Is indiana racially diverse?

A new WalletHub study based on census data shows that Indiana is one of the 10 least diverse states. Indianapolis ranks slightly higher, compared to other United States. The highest high school graduation rate is among white people, with a rate of 90.64%. The highest rate of bachelor's degrees is found among Asians, with a rate of 57.48%.

The race least likely to be in poverty in Indiana is white, with 10.70% below the poverty level. The primary ancestors of Indiana residents include Germans, and nearly a quarter of the population claims to have this ancestry. As expected, Indiana's metropolitan counties scored higher compared to counties in small, rural cities. Hamilton County remains the fastest-growing county in Indiana, as well as the fastest growing county in the border states of Ohio, Kentucky, Michigan and Illinois.

The Indiana counties that experienced the highest population growth are all in the Indianapolis metropolitan area. The map below shows the majority race by area in the Indianapolis metropolitan area, as self-identified in the United States Census. The highest growth rates were recorded in central Indiana, including Hamilton County (12.01%), Boone County (11.43%) and Hendricks County (8.45%).
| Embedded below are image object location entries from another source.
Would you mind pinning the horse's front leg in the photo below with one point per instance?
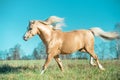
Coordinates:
(48, 59)
(57, 59)
(92, 61)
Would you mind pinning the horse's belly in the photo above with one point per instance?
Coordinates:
(69, 49)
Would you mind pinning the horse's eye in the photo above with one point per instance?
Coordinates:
(30, 28)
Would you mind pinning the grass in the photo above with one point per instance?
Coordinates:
(74, 70)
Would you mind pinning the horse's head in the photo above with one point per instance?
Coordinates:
(31, 30)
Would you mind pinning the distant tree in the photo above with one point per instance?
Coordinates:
(117, 29)
(16, 53)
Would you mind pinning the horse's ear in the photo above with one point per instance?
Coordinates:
(32, 21)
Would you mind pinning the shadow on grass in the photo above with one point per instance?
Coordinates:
(5, 69)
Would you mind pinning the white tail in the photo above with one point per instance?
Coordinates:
(55, 21)
(105, 35)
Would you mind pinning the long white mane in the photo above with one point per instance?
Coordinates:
(55, 21)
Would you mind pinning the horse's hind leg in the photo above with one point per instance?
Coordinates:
(92, 61)
(96, 59)
(57, 59)
(92, 53)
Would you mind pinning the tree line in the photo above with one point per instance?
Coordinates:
(104, 50)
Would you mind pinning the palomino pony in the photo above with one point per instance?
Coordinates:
(58, 42)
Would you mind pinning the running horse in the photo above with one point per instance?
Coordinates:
(58, 42)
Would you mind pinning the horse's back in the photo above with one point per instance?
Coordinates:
(75, 40)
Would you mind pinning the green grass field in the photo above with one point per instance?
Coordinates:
(74, 70)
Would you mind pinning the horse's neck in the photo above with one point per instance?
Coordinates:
(45, 34)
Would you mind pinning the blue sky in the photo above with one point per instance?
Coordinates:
(78, 14)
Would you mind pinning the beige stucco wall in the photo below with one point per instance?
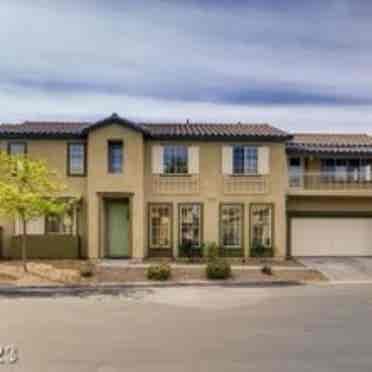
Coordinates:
(329, 203)
(212, 194)
(136, 183)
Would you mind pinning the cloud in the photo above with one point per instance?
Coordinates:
(305, 65)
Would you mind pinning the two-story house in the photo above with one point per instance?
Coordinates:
(146, 189)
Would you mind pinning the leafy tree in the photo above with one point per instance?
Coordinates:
(28, 190)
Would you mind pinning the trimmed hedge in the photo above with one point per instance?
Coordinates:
(159, 272)
(218, 269)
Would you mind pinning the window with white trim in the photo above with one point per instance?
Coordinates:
(115, 156)
(175, 159)
(17, 148)
(245, 159)
(76, 159)
(160, 216)
(59, 224)
(231, 225)
(190, 224)
(261, 227)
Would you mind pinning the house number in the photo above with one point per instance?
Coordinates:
(8, 354)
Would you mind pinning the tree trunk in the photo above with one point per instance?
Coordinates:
(24, 251)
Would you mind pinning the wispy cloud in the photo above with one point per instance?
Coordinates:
(300, 65)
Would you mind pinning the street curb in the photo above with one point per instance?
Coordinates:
(115, 289)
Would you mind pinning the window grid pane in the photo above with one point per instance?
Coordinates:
(59, 224)
(245, 159)
(231, 226)
(160, 226)
(175, 159)
(77, 158)
(190, 224)
(115, 157)
(261, 223)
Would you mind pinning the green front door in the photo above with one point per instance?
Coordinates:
(118, 228)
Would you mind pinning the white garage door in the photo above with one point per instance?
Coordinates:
(331, 236)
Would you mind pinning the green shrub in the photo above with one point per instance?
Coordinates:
(218, 269)
(211, 251)
(260, 250)
(158, 272)
(267, 270)
(87, 270)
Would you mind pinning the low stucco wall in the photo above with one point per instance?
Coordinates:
(46, 246)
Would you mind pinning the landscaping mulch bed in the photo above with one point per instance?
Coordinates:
(12, 272)
(234, 261)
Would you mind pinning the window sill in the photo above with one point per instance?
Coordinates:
(246, 175)
(175, 175)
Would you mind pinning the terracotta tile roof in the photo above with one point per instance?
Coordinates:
(152, 130)
(330, 143)
(215, 130)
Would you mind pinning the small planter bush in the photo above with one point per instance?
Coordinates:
(87, 270)
(211, 251)
(267, 270)
(159, 272)
(218, 269)
(259, 250)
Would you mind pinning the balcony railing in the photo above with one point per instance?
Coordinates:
(330, 181)
(188, 184)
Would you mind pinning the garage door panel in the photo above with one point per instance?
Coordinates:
(331, 236)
The five-year estimates from the Census Bureau's American Community Survey (ACS), a national survey that collects census data over a five-year period, show a new shift in the demography of Indianapolis.

Many of the changes in Indianapolis's racial demography that occurred as a result of segregation remained in effect well beyond the 1980s, according to Mullins. At that time, in addition to most of present-day Indiana, the Territory included all of Illinois and Wisconsin, the western half of Michigan and northeastern Minnesota. To better quantify the diversity of Indiana counties, a diversity score was calculated. Discriminatory divisions among Indianapolis residents continued to widen, despite the Fair Housing Act of 1968, Mullins said.
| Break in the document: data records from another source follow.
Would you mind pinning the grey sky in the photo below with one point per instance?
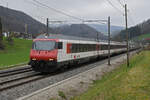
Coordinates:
(86, 9)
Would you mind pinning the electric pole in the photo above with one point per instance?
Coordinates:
(127, 36)
(109, 40)
(47, 32)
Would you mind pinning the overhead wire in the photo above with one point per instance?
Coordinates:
(121, 3)
(115, 7)
(58, 11)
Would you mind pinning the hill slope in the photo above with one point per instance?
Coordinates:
(15, 21)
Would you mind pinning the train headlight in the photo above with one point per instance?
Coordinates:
(33, 59)
(51, 59)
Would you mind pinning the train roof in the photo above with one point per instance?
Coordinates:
(65, 37)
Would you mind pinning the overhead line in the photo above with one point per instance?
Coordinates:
(114, 7)
(121, 3)
(58, 11)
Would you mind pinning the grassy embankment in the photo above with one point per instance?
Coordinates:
(15, 54)
(124, 83)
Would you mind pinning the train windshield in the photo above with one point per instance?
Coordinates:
(43, 45)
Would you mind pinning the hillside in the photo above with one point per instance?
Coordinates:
(13, 20)
(135, 31)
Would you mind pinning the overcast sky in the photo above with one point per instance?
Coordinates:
(85, 9)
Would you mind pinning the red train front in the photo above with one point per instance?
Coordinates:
(44, 55)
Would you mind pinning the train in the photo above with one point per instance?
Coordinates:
(50, 53)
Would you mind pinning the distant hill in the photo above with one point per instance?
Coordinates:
(15, 21)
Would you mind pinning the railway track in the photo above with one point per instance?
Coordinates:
(11, 83)
(15, 71)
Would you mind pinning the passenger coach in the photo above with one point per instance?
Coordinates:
(50, 53)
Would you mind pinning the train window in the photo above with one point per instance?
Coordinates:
(60, 45)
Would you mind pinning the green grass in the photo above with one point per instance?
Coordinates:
(141, 37)
(15, 54)
(124, 83)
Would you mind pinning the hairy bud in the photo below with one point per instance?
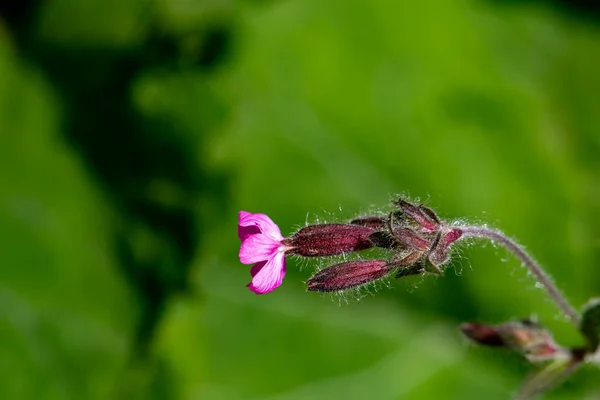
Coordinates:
(347, 275)
(441, 246)
(329, 239)
(370, 222)
(423, 216)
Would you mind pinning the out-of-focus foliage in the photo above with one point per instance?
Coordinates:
(131, 133)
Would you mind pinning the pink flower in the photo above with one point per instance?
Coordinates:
(261, 246)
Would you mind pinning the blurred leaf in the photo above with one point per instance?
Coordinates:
(590, 323)
(66, 316)
(547, 378)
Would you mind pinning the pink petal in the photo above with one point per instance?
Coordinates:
(257, 248)
(269, 276)
(257, 223)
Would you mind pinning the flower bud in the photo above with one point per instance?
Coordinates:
(329, 239)
(370, 222)
(441, 245)
(411, 240)
(347, 275)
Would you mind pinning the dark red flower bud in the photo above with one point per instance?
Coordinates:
(525, 337)
(411, 239)
(423, 216)
(329, 239)
(482, 334)
(347, 275)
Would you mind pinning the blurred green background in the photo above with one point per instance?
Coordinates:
(133, 131)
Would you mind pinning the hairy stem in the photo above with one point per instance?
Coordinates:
(542, 277)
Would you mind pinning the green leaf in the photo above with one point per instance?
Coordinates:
(66, 315)
(547, 378)
(590, 323)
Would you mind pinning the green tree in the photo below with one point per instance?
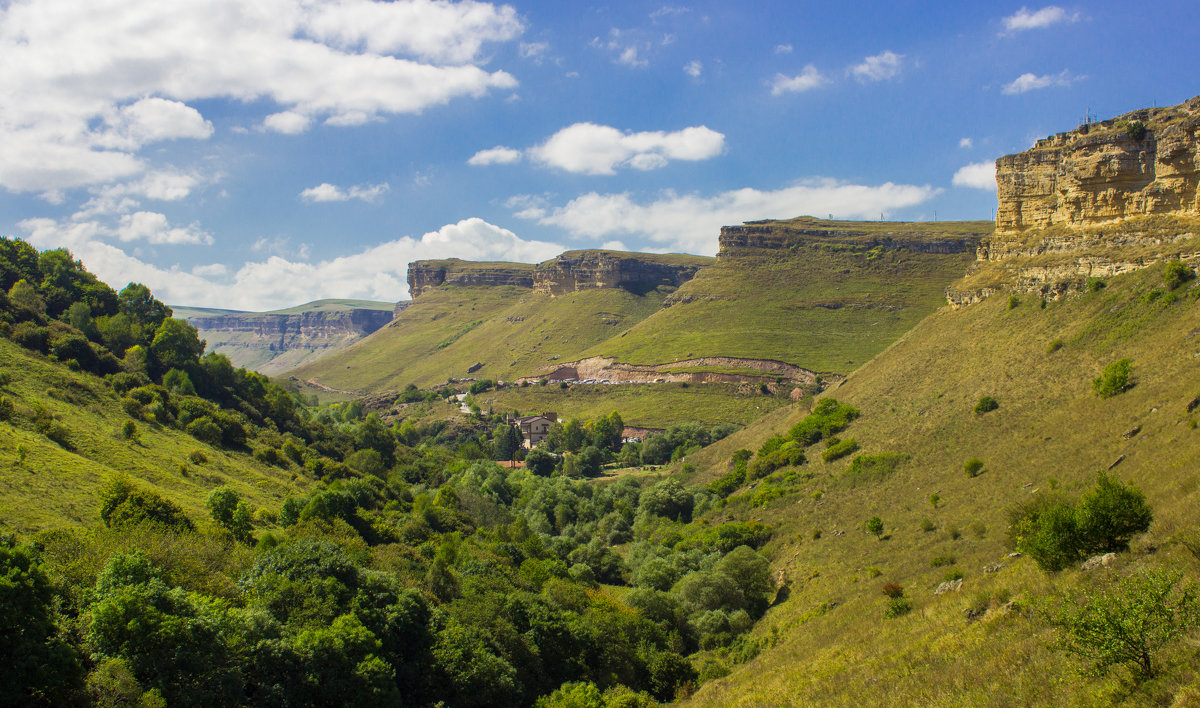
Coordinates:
(1129, 624)
(35, 665)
Mullins said that the irony of gentrification in Indianapolis, which often uses the historical term to increase sales of homes and condominiums, is that it puts a price on blacks and omits that neighborhoods are historically black. The largest city in Indiana is Indianapolis, which is also the state capital, which is home to more than 860,000 people as residents. By the time the national census of 1830 was conducted, Indiana had been admitted to the United States, and an additional substantial growth of more than 500% in ten years brought the total number of residents to 147,178. They were also part of the Great Migration of African-Americans that occurred at that time, fleeing racial violence in the South. According to Professor Paul Mullins, an anthropologist at Indiana-Purdue University, in the late 1930s and 1940s, many blacks moved to the city in search of jobs that resulted from the country's continued urbanization and the increase in job opportunities created by World War II.

Alisa Landaker
Alisa Landaker

Amateur food trailblazer. Friendly food scholar. Award-winning travel fanatic. Freelance organizer. Wannabe travel fan.